After four years of dedicated activism, a group of Florida pro-lifers is celebrating a “David and Goliath victory” after consistent pressure apparently forced a Planned Parenthood program not to re-apply for a county grant.
Planned Parenthood of South Florida and the Treasure Coast has acknowledged it will not request a $50,000 grant from the Martin County Children’s Services Council for its La Promesa program, which was aimed at teaching the Hispanic community about contraception and abortion, in fiscal year 2010/11.
While Planned Parenthood blamed “the unrelenting harassment by radical community members” for their decision, local pro-lifers denied claims of harassment, and said they merely exposed the program’s uselessness and questionable reporting practices.

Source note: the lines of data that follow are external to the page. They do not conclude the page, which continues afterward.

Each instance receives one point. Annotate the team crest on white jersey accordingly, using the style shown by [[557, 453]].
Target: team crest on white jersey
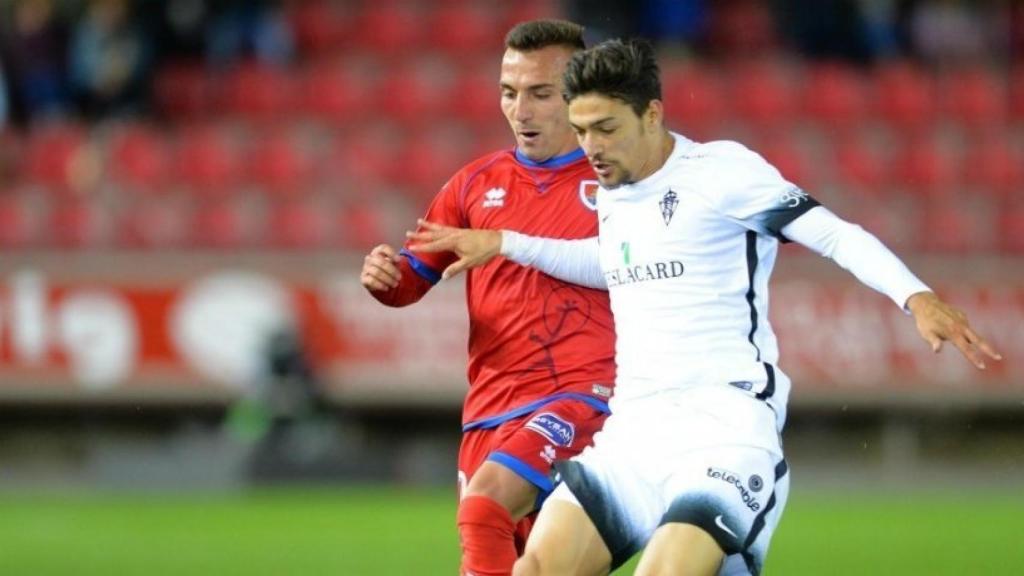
[[793, 197], [668, 205], [588, 194], [494, 198]]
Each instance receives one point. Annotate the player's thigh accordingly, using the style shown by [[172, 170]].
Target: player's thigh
[[734, 494], [681, 549], [564, 541]]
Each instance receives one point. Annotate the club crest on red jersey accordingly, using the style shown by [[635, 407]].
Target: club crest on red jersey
[[588, 194]]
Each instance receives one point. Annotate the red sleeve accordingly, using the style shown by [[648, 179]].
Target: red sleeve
[[444, 209], [420, 271]]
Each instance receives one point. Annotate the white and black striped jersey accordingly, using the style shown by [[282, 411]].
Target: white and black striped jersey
[[686, 254]]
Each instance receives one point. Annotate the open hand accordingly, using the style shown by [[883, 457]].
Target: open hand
[[380, 269], [938, 322]]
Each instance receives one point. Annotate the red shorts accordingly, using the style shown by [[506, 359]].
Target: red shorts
[[528, 445]]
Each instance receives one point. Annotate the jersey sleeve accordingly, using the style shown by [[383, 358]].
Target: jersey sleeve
[[445, 209], [576, 261], [858, 251], [745, 188]]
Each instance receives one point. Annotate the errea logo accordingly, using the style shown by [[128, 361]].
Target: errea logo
[[494, 198]]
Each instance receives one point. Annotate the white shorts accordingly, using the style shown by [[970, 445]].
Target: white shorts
[[707, 456]]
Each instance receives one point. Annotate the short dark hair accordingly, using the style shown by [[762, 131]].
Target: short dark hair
[[535, 35], [623, 70]]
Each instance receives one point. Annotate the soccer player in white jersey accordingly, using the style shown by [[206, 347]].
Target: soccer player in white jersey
[[690, 462]]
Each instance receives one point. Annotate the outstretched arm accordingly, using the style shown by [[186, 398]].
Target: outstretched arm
[[861, 253], [576, 261]]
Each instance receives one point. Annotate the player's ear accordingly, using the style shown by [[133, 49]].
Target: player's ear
[[653, 116]]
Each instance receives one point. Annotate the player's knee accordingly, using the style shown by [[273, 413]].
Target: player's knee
[[504, 487], [527, 565]]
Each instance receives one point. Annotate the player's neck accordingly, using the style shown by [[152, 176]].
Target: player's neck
[[659, 155]]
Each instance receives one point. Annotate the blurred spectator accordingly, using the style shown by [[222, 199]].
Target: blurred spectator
[[34, 47], [824, 29], [110, 59], [673, 21], [248, 28], [603, 19], [182, 29], [882, 28], [947, 33], [4, 106]]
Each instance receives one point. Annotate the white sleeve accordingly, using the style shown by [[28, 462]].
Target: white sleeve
[[576, 261], [743, 187], [856, 250]]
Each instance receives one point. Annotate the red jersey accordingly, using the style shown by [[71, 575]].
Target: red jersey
[[531, 338]]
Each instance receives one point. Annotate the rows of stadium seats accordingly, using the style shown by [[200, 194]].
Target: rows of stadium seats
[[343, 89]]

Local pro-life activist Ed Daccarett told LifeSiteNews.com (LSN) that pro-lifers could not say for sure why Planned Parenthood declined to apply for funding, except “we think that we did such a job in proving that the program was a total waste.”

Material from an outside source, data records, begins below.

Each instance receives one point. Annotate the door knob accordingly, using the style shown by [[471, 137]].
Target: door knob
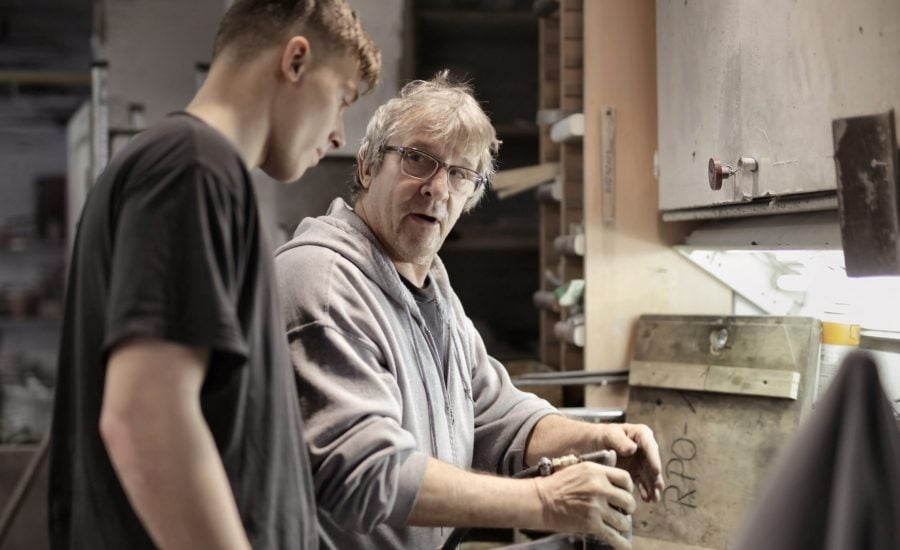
[[718, 173]]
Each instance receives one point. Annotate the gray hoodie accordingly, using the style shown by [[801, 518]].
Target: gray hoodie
[[376, 400]]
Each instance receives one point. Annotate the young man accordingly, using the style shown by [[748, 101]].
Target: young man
[[176, 422], [400, 397]]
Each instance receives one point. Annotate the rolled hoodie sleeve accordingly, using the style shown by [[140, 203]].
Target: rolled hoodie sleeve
[[504, 415], [366, 466]]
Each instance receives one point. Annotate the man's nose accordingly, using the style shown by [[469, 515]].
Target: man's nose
[[438, 185]]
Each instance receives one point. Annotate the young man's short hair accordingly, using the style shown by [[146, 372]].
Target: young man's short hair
[[250, 26]]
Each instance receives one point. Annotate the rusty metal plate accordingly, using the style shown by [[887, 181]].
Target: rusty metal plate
[[716, 446], [865, 158]]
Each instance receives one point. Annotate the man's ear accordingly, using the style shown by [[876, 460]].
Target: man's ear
[[362, 172], [295, 58]]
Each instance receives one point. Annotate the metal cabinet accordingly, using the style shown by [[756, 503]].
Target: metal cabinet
[[762, 80]]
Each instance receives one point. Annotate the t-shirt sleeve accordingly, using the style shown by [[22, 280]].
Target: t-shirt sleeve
[[179, 244]]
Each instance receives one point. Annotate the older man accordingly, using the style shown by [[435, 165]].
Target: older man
[[401, 400]]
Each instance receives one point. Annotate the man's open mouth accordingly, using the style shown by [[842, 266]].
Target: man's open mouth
[[425, 218]]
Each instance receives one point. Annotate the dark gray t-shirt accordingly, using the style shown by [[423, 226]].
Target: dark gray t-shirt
[[170, 246]]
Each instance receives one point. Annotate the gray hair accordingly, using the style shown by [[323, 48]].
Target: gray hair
[[443, 110]]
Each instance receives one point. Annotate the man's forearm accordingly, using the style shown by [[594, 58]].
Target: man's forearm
[[554, 435], [452, 497]]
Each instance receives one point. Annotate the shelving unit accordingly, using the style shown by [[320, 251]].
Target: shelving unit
[[561, 92]]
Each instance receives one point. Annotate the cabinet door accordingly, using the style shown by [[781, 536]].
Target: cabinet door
[[764, 79]]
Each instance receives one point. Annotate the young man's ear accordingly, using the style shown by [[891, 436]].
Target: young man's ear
[[295, 58]]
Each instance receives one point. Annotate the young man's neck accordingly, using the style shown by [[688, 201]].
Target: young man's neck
[[235, 101]]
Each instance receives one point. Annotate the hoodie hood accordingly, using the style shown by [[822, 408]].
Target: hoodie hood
[[344, 232]]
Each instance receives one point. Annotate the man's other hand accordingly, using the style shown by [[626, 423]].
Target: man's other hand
[[588, 498], [637, 453]]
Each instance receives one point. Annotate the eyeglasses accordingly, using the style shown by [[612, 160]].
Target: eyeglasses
[[422, 166]]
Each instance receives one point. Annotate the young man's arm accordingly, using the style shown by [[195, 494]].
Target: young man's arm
[[582, 498], [162, 449]]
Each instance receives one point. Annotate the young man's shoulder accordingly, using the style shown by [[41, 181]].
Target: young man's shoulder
[[181, 137]]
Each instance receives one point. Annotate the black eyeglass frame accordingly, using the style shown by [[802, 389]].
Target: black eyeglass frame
[[478, 179]]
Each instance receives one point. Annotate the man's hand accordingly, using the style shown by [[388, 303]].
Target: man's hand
[[634, 444], [588, 498], [637, 453]]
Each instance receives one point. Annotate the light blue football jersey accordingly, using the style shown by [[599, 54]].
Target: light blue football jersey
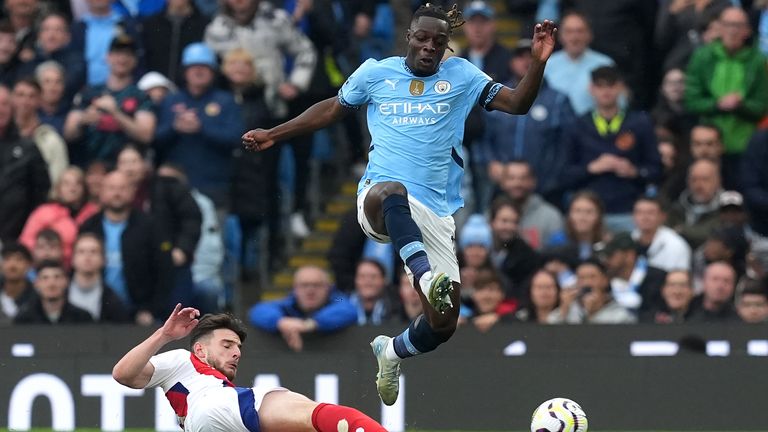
[[417, 125]]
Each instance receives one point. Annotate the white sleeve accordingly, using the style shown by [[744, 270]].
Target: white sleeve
[[167, 366]]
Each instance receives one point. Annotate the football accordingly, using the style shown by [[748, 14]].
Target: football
[[559, 415]]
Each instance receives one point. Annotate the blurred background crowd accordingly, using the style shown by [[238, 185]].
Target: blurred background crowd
[[634, 190]]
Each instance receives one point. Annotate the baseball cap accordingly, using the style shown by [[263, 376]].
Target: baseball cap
[[620, 242], [730, 198], [123, 42], [199, 53], [154, 79], [476, 232], [478, 7], [522, 46]]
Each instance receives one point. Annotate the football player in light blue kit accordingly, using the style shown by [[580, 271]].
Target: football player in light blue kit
[[417, 106]]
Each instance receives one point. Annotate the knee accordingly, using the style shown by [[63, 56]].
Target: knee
[[391, 188]]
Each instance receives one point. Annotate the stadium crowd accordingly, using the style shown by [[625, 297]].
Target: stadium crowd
[[634, 190]]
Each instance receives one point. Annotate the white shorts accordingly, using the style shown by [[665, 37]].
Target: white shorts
[[226, 409], [438, 233]]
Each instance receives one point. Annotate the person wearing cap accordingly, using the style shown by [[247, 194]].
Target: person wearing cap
[[534, 137], [200, 126], [168, 32], [664, 248], [483, 49], [106, 116], [93, 34], [53, 43], [611, 151], [569, 69], [591, 301], [635, 284], [696, 213]]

“We hung on to this issue [to de-fund PP] like junk yard dogs,” said Daccarett. “We simply would not let go!”
After the council lent a deaf ear to moral and religious concerns expressed by pro-lifers, the group began to investigate the specifics of the PP program, including whether there was a need in the community for such a program, and how it compared with similar services that were already being provided in the county, Daccarett explained.
He said the group interviewed 17 community and Hispanic leaders and approximately 100 Hispanic youth. In a community of no more that 3,200 Hispanics, most had no knowledge of the program – and of the handful of community leaders that knew of the Planned Parenthood program, all reported that the program was useless and a waste.

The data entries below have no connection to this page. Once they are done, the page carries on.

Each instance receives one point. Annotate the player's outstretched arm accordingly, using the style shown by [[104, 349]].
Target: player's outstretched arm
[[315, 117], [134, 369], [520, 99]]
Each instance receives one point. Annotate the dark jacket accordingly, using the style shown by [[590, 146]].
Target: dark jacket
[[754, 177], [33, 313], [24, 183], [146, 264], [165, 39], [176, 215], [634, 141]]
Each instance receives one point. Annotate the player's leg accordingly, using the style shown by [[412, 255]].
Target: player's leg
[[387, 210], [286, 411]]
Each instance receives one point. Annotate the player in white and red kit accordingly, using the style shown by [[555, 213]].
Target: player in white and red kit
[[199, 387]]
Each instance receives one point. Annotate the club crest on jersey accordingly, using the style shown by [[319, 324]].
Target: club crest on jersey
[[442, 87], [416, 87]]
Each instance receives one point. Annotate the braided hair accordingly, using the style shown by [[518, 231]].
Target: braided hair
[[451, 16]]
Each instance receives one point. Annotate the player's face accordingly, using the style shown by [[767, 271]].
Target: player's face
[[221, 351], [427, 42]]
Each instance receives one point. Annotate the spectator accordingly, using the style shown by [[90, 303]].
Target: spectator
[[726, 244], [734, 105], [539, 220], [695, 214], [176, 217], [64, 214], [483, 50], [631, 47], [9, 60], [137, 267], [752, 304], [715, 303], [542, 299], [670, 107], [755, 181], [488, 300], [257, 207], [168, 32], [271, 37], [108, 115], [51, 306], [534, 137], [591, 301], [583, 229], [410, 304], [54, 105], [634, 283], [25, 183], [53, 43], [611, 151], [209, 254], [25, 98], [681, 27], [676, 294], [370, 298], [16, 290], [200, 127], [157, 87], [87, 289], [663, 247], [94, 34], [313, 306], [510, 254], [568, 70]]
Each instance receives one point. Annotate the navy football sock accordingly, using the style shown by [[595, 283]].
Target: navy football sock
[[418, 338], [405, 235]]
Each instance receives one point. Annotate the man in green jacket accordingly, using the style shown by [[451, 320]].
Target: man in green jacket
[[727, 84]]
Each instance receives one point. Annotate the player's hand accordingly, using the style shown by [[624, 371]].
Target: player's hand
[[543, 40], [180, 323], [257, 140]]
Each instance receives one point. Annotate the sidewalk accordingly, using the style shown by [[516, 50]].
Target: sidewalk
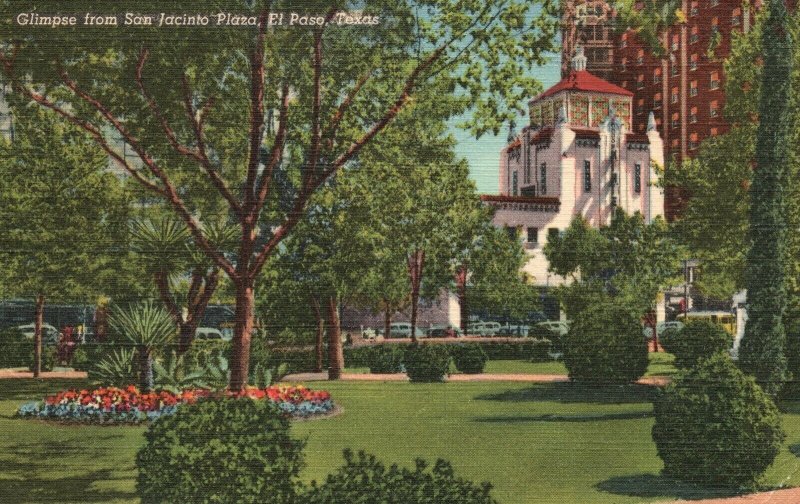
[[484, 377]]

“No one saw the need for it,” said Daccarett.
The pro-life activists also say they discovered that the number of program “contacts” that was reported by Planned Parenthood’s CEO, Lillian Tamayo – 12,000 Hispanics over a five year period - would have meant that every Hispanic man, woman and child in the community was contacted close to four times each. In addition, they said, Florida Statute 125. 901 specifically state that the Council is to help children, not adults – yet Planned Parenthood reports emanating from five years of funding state that 96% of “contacts” were adults.
The group conducted an entire spectrum of activities to counter the PP program – ranging from prayer, fasting, pickets, protests, witnessing, public comments at the Council’s monthly meeting and legislative venues, TV interviews, and contacting the governor’s office.
As the pressure mounted, and negative newspaper articles appeared against Planned Parenthood and the Children’s Services Council, two board chairs resigned, as well as the executive director and a few council members. These events appeared to have been either a direct, indirect or incidental result of the pro-life activities.
In a letter disclosing the decision not to apply for funding, CEO Lillian A. Tamayo demonized pro-lifers and their efforts as “intimidation, harassment and increased security risk, whose political agenda was outside mainstream American life.”
Tamayo went on to accuse the pro-lifers of subjecting the Council’s staff to “vile intimidation and threats.”
“I pledge not to give up this fight until we create a culture where all community members can receive life saving information and health care without fear of violence, harassment, or intimidation and I know we are in this together,” she wrote.
Yet according to the pro-lifers, no threats or intimidation were carried out – as evidenced by the lack of any police reports to that effect – and all their activities were “done professionally with dignity, respect and with proper research.”
Daccarett said he believed “the straw that broke the camel’s back is that they realized that we had done our homework, and if this thing had been investigated, it would make a number of poeple look really bad, including the executive director at the Children Services Council, and so I think they thought it was best just to bow out.”
Daccarett hoped the story would spread “so that all the pro-lifers could realize that it can be done!”